Records management takes a few lessons from supercomputing
- By Joab Jackson
- Sep 22, 2004
Storing and categorizing data has parallels elsewhere in government computing.
A collection of multilayered geospatial files, for instance, bears a striking similarity to a large collection of DNA strands, researchers say. It's also not unlike managing the huge volumes of data processed by supercomputing programs.
Such unlikely similarities have spurred the National Archives and Records Administration to partner with the National Center for Supercomputing Applications to investigate how scientific data management tools could be used in records management.
The archivists are hoping to pick up some techniques in large-scale data handling from the managers of big iron.
'Scientists have to organize complex data. So we are asking ourselves what are some of the techniques and methods in organizing scientific data applicable to this domain,' said Michael Folk, who was project director for the first phase of the program.
Robert Chadduck, NARA's director of research, initiated the project, titled Applications of Scientific Data Management Tools and Automated Classification Techniques for the Management of Electronic Records. For the first phase, NARA awarded the supercomputing center a $285,000 cooperative agreement for six studies.
The studies looked at distributed records management, which formats were suitable for long-term archiving and holding large amounts of data, ways of accelerating data intake and output, and ways of automating the process of categorization.
'The National Archives culture is not a high-performance computing culture,' Folk said. He described the process for accepting material into the archive as human-based. 'Somebody makes sure [a document is] accurate, marks it up and puts it in.'
The difficulty is that the sheer volume of material threatens to overwhelm the archivists. Fortunately, managing vast amounts of data is 'an area where perhaps we have some experience that we can bring to bear,' Folk said.
'We're always looking for ways of making reading and writing data faster,' Folk said.Open format
Formats are another issue under scrutiny. In one study, Folk and Bruce Barkstrom of NASA's Atmospheric Sciences Data Center studied applying data formats used by the scientific community to long-term records management. At present, they are looking at standards such as NCSA's Hierarchical Data Format, an open format widely used for managing scientific data.

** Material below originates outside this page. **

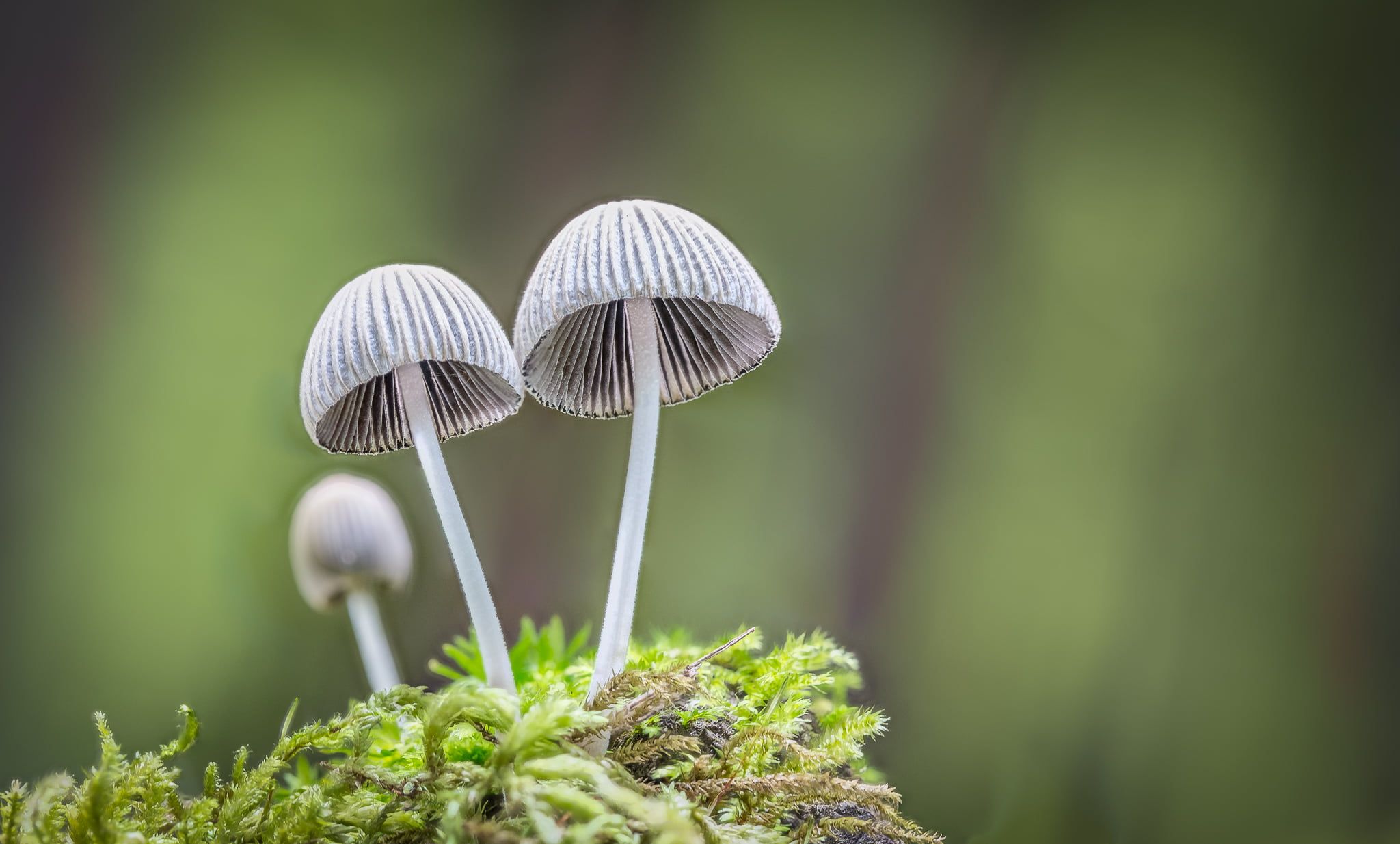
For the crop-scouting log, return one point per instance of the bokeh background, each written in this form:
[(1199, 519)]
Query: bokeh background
[(1083, 429)]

One principle gleaned from their work is that formats must be very well defined to hold up over time. In long-term data storage, commercial software might not be available to view files in a particular format. So it's important, the re-searchers concluded, that formats be defined in 'a sufficiently rigorous way,' so that software can be recreated to read the files.
'Perhaps the most useful way to improve data formats for long-term, persistent access is to place their structure within a rigorous mathematical structure,' they wrote.
The second phase of the project, now under way, is overseen by Michael Welge and Bill Bell, both of NCSA. These studies will look at aspects such as visualization and analysis, data management and performance measurements.
Joab Jackson is the senior technology editor for Government Computer News.